Gwinnett Place Mall, top level - photo by Robert J. Nebel
In recent years, there has been much talk of redeveloping Gwinnett Place Mall, but now, it’s a challenging situation with scores of vacant shops, a Macy’s department store and at the other end of Gwinnett Place, a dated-looking Sears. When I first arrived in the area nearly three decades ago, it was a lively place. Today, it’s sad and seems quite smaller with so many abandoned retail spots. Even the place where I used to get my shoes repaired left due to a fire in their shop. A few jewelers are there as well as an Abercrombie and Fitch (as of this writing).

The bright spots for me at Gwinnett Place is the Macy’s which features some nice clothes and handbags. They even have a ‘Backstage’ area where there is reduced merchandise. At certain times, I go to Professional Bodyworks for massages. The Payless Shoes outlet across the way offers some great deals. It looks like there are some nice nail places as well.

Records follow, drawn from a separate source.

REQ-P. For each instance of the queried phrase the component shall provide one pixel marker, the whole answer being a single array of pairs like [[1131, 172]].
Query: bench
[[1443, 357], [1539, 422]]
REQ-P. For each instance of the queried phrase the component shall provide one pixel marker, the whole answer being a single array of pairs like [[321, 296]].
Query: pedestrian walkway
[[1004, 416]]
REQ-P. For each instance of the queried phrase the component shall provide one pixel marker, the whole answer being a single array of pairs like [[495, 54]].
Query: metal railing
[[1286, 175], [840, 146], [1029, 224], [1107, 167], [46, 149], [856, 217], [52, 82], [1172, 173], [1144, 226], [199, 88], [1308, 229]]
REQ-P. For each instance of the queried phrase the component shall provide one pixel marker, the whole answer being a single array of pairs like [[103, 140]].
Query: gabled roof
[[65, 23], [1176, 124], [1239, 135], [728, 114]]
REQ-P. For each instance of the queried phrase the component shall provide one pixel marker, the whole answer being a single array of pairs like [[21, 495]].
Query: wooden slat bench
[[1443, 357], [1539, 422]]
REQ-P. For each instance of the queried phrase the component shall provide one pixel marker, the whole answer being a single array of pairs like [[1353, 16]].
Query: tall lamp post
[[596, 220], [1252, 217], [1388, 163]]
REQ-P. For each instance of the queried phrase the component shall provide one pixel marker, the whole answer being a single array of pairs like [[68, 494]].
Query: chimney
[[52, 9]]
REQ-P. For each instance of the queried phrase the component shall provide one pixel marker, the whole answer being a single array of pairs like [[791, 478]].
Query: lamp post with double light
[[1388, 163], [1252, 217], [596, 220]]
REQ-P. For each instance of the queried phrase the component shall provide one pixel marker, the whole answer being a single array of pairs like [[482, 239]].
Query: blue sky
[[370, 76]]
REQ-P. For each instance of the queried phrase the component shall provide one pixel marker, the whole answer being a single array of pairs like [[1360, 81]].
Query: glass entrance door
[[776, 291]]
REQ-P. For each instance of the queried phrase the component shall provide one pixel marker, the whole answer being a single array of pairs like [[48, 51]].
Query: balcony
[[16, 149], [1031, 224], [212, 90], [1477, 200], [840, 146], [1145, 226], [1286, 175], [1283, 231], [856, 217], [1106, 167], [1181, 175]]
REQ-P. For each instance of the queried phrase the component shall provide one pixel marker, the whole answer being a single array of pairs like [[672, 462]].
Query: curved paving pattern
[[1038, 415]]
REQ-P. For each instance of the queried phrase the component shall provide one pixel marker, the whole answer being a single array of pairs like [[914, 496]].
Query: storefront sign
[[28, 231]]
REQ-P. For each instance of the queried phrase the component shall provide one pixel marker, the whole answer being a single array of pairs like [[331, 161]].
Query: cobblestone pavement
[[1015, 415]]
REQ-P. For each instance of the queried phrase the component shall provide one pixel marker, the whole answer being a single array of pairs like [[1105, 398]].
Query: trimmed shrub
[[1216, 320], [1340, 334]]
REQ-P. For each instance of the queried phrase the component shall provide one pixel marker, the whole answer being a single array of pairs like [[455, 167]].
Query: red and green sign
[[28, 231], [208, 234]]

Mega Mart at Gwinnett Place Mall photo by Robert J. Nebel
The Mega Mart Korean grocery store looks to be like a star attraction at the mall, but it truly seems out of place. Therefore, Gwinnett Place needs to be imploded and re-developed to make Mega Mart look more attractive in the area which hopefully would attract more brick and mortar stores. Perhaps if Gwinnett Place could become more of an outdoor walkable mall area mixed with dynamic shops, housing and public transportation access.

It would be a dream to have the area’s public transportation network -- MARTA -- run a rail line from its most northern point stop in nearby Doraville -- up to a reinvigorated Gwinnett Place, but that will probably never happen. Would could be realistic is better participation from county transit with more buses and other vehicles serving the area. Even with the struggling mall, the area’s traffic is still abysmal. Public transportation needs to be a part of this area’s future as well as the rest of the metro area’s future.


Indeed, we cannot go “Back to the Future” by trying to get new tenants in dated shopping structures like Gwinnett Place Mall. Also, there are still thriving malls like DeKalb County’s Perimeter Mall and Atlanta’s Lenox Square Mall and Phipps Plaza, but there are many more sad malls out there like Gwinnett Place. Innovative new thinking needs to come into play with malls like Gwinnett Place.